ROMA – “Mi serve un po’ di tempo per me stesso, vorrei rivedere la mia famiglia, stare un po’ con loro e poi andiamo avanti”. Jannik Sinner è già passato alla fase dell’elaborazione. Mentre lo sport e qualche universo accessorio comincia ad analizzare la finale del Roland Garros per sminuzzarla, farne piccole dispense, lezioni da tramandare: bellezza, fair play, tigna, abnegazione. E pietà. Sì, pietà, come scrive Jonathan Liew sul Guardian: “Pietà per le loro squadre e famiglie, intrappolate nelle convulsioni, con una pressione sanguigna crescente a ogni istante che passava. Pietà per le palline da tennis, colpite e picchiate senza pietà nella notte parigina. Pietà per Andre Agassi che guardava, e che si sarebbe potuto giurare avesse i capelli all’inizio di questa partita”.
Ogni colpo di quella partita di cinque ore e mezza è un appunto. Sinner non è ancora andato a dormire che già in conferenza stampa spiega: “Finché stai ancora giocando, non pensi alle occasioni che hai avuto. Ho cercato di cancellare tutto, in ogni set. Negli Slam si cerca di ricominciare da zero. Ero ovviamente deluso per il quarto set, per i match point che non avevo sfruttato e per il servizio. Ma sono sempre rimasto mentalmente dentro la partita, non gli ho concesso punti gratuiti. Poi quando la partita è finita, è finita. È una sensazione diversa, non puoi più cambiare quello che è successo. Ma quando inizi il quinto set, sei convinto di poter ancora avere il controllo di ciò che può accadere in campo”.

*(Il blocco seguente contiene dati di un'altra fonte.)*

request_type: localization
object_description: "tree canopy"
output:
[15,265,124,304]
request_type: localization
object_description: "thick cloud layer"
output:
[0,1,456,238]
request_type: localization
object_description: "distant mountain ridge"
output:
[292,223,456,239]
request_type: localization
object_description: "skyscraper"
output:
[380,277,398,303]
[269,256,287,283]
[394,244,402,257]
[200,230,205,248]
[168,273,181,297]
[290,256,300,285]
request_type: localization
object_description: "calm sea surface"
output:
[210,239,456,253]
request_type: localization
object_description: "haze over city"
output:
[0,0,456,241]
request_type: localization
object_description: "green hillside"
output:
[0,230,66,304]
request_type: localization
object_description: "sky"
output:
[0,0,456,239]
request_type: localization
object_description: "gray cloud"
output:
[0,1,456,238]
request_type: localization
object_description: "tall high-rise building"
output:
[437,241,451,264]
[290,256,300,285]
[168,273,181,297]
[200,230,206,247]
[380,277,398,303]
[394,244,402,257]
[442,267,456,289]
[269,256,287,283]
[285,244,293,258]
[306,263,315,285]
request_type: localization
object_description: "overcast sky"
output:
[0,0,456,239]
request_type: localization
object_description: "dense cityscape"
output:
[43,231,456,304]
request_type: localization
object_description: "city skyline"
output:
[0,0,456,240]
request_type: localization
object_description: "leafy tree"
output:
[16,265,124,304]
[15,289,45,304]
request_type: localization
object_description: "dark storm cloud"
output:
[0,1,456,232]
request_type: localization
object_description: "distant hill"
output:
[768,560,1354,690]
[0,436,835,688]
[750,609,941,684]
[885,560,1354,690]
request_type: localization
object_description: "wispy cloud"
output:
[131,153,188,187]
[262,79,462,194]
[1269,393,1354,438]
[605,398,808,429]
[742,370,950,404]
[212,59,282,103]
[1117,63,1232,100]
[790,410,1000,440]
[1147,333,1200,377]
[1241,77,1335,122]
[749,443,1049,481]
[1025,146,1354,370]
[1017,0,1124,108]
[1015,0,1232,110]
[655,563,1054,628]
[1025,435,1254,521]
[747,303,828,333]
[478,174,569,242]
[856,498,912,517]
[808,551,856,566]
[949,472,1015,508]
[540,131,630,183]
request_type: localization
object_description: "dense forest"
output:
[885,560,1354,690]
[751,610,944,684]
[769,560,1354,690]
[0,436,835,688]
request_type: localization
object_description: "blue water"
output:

Se ancora qualcuno ancora si chiedesse come funziona la mente del fuoriclasse, ecco qua. Frustrazione, certo. Ma tutto fa eredità. “Oggi riesco anche a resettare, ma questo è lo sport. Se fossi felice e basta perché ho fatto parte di una finale ci sarebbe qualcosa che non funziona. Fa male ma è andata così, ora c’è tanta amarezza”.
“Guardare Sinner al suo meglio è come guardare un escavatore idraulico che demolisce metodicamente un ponte – scrive ancora il Guardian – Le tecniche e le istruzioni sono esercitate alla perfezione. La sensazione di immensa potenza è quasi irresistibilmente naturale. Ogni movimento è sincronizzato e calibrato, ogni attrezzo è perfetto per il suo scopo. Ma ci sono lavori che non possono essere svolti da una macchina. E nonostante tutti i difetti e le imperfezioni del gioco di Alcaraz, ciò che porta con sé è un’ingegnosità profondamente umana: la sensazione che, per quanto lo si analizzi a fondo, per quanto si possano leggere le sue intenzioni, non si possa mai avere la certezza, perché non esistono mai due situazioni uguali. Il tennis è un gioco di abilità ripetibili, ma è anche un gioco di momenti che esistono interamente nel loro tempo, di volontà umana, sentimenti umani e scelte umane”.
“Questa è la materia di cui è fatto il grande sport, di cui è fatto il grande teatro, di cui sono fatte le grandi rivalità”. Tocca elaborarla, una partita così. Non solo a Sinner. Tocca a tutti.